Yasmin stirred. She sat huddled on the floor, chilled, exhausted, wretched, though nonetheless drawing Aran’s appreciative gaze. “Why do you grin at each other?” she wailed. “We’re hunted!”
“Tell me more,” Tom said.
“What can we do?”
“You can shut up, for the gods’ sake, and keep out o’ my way!” he snapped impatiently. She shrank from him and knuckled her eyes.
“Be gentle,” Dagny said. “She’s only a child.”
“She’ll be a dead child if we don’t get out o’ here,” Tom retorted. “We got time before dawn to slip across the Silvan border in yon airboat. After that, we’ll have to play ’er as she lies. But I been pumpin’ my—shall I say, my friend, about politics and geography and such. I think with luck we got a chance o’ staying free.”
“What chance of getting our ship back, and repaired?” Dagny asked.
“Well_that don’t look so good, but maybe somethin’ll come down the slot for us. Meanwhile let’s move.”
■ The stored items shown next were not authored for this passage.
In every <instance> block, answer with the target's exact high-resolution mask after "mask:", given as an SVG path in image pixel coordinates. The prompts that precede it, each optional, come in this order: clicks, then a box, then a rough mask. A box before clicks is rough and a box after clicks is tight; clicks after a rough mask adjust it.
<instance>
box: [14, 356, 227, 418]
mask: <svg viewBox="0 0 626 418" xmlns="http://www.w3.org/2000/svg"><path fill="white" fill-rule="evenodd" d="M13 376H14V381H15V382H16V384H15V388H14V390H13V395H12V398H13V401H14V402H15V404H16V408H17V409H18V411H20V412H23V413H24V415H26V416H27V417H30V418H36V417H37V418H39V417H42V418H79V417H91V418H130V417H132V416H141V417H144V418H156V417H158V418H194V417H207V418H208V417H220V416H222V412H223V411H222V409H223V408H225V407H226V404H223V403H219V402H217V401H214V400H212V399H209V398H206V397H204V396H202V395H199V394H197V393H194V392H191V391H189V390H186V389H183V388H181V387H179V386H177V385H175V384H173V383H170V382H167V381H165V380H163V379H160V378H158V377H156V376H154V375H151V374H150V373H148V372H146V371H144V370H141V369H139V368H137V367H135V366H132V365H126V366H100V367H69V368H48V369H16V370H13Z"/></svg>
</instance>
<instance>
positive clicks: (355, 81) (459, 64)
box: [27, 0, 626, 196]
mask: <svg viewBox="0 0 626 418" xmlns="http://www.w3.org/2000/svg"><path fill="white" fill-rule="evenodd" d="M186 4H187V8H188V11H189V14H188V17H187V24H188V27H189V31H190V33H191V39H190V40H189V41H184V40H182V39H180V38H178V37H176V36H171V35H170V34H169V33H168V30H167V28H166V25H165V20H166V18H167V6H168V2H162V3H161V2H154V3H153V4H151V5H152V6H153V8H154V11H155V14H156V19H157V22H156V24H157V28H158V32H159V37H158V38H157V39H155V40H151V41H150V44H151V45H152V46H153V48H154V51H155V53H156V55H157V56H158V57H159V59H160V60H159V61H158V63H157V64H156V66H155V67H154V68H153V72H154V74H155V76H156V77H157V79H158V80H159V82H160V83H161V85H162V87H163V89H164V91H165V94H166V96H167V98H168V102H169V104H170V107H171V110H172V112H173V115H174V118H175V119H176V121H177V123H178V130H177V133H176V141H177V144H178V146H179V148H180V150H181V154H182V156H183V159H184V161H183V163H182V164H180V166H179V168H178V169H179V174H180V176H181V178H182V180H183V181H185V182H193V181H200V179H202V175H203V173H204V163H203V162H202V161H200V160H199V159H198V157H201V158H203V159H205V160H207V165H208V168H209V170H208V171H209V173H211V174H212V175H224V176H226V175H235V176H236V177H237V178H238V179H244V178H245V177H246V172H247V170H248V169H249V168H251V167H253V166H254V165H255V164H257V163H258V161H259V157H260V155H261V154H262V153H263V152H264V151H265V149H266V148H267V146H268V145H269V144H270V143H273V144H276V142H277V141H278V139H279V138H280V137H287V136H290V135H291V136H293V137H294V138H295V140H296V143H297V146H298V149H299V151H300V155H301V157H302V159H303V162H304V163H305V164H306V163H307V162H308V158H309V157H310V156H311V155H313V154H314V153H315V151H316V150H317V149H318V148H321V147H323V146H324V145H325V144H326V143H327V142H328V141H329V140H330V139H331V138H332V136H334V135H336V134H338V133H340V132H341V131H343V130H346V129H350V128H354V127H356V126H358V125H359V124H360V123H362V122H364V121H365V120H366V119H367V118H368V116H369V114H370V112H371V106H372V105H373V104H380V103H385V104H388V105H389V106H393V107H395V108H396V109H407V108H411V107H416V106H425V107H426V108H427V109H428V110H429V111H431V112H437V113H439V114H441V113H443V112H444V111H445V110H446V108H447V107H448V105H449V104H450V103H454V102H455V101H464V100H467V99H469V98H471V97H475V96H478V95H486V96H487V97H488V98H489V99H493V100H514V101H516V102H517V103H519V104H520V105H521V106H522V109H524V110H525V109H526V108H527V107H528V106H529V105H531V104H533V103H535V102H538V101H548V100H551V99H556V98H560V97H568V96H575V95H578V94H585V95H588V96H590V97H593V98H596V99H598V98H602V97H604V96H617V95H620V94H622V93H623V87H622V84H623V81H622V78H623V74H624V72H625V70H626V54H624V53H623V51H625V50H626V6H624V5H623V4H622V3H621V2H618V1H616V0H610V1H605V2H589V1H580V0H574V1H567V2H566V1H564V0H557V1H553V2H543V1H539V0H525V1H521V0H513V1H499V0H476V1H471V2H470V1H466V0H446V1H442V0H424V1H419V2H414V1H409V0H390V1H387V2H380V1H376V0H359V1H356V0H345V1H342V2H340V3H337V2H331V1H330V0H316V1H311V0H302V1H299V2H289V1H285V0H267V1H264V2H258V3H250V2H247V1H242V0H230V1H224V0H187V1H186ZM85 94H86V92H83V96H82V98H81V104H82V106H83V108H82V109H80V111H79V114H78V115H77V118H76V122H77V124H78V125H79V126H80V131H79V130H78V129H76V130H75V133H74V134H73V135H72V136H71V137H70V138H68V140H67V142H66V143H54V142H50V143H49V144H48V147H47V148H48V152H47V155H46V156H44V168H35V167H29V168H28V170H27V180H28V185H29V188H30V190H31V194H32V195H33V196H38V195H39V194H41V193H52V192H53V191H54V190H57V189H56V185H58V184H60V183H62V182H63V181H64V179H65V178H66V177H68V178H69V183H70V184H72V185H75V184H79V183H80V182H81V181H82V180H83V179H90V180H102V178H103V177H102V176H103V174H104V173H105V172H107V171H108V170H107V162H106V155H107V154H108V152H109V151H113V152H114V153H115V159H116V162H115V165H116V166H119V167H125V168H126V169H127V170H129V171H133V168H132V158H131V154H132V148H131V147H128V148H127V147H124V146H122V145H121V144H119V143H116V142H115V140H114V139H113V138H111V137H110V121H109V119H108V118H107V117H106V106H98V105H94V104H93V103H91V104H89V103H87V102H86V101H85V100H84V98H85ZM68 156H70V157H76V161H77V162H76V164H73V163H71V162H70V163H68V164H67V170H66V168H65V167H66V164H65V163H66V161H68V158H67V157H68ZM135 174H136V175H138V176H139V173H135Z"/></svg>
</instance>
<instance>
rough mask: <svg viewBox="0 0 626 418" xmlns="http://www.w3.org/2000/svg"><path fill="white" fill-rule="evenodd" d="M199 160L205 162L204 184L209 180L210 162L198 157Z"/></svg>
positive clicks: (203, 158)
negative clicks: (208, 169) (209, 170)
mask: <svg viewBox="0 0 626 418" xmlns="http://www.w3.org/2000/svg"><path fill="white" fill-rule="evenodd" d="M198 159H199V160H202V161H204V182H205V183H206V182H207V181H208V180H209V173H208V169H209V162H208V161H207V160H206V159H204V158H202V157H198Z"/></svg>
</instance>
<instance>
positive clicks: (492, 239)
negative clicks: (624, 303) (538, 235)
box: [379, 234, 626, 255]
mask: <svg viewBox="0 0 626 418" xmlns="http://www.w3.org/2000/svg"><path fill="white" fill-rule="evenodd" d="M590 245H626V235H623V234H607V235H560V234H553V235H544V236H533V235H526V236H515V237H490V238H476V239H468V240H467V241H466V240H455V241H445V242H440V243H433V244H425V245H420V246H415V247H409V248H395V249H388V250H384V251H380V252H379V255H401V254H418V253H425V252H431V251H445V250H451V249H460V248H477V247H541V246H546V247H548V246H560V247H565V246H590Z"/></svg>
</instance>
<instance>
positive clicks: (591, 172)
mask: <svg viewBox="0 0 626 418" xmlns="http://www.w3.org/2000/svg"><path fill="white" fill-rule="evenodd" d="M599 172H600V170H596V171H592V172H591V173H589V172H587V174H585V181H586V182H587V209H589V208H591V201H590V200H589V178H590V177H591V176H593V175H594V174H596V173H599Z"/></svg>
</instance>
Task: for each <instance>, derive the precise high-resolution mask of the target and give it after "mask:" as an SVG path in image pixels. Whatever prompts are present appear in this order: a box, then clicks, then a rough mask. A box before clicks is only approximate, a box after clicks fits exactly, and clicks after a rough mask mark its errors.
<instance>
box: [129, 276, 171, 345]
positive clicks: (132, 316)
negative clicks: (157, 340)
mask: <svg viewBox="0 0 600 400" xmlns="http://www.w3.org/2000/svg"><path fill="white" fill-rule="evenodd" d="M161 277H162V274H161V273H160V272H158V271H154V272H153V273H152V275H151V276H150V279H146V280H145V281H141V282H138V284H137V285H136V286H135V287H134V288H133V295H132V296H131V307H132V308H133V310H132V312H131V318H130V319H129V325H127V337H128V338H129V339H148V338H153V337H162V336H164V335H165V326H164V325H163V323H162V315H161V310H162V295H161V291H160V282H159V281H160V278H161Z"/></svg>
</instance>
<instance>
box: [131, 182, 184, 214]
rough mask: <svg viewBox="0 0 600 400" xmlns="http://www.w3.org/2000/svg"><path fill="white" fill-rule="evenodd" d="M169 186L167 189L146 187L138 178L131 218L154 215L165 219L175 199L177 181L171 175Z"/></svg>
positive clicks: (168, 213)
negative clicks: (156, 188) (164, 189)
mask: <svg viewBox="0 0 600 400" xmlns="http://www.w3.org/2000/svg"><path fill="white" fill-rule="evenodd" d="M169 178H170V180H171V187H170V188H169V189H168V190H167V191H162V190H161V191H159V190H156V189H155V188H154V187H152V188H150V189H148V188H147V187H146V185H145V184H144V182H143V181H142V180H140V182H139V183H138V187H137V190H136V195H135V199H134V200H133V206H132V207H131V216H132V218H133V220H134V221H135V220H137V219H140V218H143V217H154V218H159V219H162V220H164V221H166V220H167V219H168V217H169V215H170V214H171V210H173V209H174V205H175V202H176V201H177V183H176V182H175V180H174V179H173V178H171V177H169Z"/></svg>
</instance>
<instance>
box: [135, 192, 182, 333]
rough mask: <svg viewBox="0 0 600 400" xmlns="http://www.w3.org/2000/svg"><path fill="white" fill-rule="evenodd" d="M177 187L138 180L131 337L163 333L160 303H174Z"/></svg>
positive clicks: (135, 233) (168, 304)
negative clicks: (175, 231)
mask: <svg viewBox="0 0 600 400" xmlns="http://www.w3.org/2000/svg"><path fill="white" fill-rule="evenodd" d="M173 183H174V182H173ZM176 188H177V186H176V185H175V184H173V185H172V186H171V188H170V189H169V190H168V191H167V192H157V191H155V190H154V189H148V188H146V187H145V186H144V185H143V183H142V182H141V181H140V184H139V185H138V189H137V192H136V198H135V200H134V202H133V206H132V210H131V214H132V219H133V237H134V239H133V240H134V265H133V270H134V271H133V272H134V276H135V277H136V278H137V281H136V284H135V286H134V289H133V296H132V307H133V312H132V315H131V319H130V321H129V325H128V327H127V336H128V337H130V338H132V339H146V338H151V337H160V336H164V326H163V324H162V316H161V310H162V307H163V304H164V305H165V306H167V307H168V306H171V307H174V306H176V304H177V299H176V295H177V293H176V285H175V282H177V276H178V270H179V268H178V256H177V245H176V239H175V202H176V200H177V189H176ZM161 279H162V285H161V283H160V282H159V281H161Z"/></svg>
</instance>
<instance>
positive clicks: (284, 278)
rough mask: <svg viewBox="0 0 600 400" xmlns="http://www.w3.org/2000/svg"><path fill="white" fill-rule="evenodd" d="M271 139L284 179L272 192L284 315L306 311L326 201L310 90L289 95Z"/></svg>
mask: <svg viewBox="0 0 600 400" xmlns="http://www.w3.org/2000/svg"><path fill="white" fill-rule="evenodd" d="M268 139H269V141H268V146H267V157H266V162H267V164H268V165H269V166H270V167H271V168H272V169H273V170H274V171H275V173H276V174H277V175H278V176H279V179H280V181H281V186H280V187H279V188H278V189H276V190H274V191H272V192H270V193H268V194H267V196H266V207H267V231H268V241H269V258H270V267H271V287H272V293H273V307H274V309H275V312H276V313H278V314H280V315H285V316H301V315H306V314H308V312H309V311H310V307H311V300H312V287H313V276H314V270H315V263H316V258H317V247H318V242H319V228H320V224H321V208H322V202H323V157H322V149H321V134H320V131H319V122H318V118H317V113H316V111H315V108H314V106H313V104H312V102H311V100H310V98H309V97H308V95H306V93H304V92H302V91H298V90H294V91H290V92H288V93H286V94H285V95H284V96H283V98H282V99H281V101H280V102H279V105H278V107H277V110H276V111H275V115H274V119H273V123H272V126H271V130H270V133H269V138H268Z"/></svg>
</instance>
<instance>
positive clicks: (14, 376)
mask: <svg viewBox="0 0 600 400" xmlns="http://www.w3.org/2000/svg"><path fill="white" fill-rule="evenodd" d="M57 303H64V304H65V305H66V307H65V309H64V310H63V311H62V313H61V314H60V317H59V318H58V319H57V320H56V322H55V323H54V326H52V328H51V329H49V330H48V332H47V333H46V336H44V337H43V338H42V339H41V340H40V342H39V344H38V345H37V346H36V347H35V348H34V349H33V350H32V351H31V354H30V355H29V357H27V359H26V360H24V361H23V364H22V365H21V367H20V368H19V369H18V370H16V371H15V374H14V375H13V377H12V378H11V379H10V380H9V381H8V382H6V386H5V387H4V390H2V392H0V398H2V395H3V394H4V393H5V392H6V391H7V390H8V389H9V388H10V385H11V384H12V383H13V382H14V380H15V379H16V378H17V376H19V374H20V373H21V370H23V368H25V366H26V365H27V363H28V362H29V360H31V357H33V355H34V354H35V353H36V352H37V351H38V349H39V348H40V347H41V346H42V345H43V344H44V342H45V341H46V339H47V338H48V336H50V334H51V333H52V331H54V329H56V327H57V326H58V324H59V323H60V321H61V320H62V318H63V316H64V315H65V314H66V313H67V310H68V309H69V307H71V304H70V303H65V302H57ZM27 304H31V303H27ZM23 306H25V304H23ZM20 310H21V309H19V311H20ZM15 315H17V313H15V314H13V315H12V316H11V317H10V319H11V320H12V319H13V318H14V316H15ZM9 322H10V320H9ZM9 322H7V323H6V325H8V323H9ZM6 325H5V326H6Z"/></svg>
They went back to the courtyard. The inner moon was so bright that no supplement was needed for the job on hand. This was to unload the extra fuel tanks, which were racked aft of the cockpit. The plane would lose cruising range, would indeed be unable to go past the eastern slope of the Sawtooths. But it would gain room for two passengers.